Staten Island officials try to make roads safer for pedestrians

On Behalf of | Feb 25, 2015 | Pedestrian Accidents

It is no surprise that many accidents in the New York City area involve people who are walking the streets. In Staten Island, seven pedestrians have been killed and 40 pedestrians have been severely injured each year since 2009. Even with these numbers, Staten Island has proven to be one of the safest boroughs for pedestrians. However, pedestrians still makeup a majority of traffic deaths on Staten Island. This has proven to be a major concern for Department of Transportation officials.
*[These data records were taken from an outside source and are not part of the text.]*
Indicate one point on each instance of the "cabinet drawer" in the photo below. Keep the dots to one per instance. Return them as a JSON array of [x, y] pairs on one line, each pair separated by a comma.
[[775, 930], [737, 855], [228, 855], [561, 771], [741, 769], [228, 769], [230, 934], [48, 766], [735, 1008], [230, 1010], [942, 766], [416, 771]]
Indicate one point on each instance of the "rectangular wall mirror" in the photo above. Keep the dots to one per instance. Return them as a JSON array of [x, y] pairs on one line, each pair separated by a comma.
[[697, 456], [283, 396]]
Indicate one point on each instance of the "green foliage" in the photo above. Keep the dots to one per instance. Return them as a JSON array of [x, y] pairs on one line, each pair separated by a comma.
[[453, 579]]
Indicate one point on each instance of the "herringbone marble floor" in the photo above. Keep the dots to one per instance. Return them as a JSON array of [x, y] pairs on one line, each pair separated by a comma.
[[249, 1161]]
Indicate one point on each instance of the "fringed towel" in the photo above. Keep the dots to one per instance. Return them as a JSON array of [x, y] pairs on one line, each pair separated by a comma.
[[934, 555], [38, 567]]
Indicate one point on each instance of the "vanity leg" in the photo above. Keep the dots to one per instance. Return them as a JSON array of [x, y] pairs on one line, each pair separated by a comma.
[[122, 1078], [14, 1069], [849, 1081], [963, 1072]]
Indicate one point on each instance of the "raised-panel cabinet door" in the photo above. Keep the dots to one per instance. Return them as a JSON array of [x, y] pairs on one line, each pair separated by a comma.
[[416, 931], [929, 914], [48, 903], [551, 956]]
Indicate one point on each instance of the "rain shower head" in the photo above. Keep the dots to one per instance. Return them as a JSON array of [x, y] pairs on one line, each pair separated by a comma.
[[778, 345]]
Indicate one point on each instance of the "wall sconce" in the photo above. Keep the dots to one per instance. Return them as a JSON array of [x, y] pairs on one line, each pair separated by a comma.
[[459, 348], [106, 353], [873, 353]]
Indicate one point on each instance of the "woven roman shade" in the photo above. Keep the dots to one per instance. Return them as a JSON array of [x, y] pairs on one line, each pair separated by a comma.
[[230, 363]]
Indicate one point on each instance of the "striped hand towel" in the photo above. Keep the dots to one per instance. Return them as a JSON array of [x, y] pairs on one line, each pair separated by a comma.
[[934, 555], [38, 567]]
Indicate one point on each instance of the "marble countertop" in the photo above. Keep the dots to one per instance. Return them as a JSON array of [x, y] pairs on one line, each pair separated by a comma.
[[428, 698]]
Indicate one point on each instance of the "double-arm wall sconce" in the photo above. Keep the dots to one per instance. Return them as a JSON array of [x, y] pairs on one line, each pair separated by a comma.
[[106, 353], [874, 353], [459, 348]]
Under Mayor Bill de Blasio’s Vision Zero initiative, city officials are tirelessly working to make Staten Island a safer place for pedestrians. The Pedestrian Safety Plan will cover five nearby boroughs. The Department of Transportation is focusing on the busiest roads in the area and making them safer for pedestrians to cross. This will be accomplished by installing pedestrian crossing signals that allow pedestrians more time to cross the road. Traffic signal timings will be adjusted to prevent speeding and offer protection in areas on the North Shore, which have proven to be especially dangerous for pedestrians. In fact, almost half of all Staten Island’s pedestrian deaths and serious injuries from 2009 to 2013 occurred on the North Shore.

The Department of Transportation is also working with the NYPD to increase policing on the more dangerous roads between 3 p.m. and 9 p.m., when most pedestrian fatalities tend to occur. Also, more school zone cameras will be installed to help control speeding.

Educating children and elderly people in the area is also critical to ensure that those who are most at risk are aware of road dangers. With all these changes, it is hopeful that pedestrian accidents in New York will continue to decrease and that many lives will be saved as a result.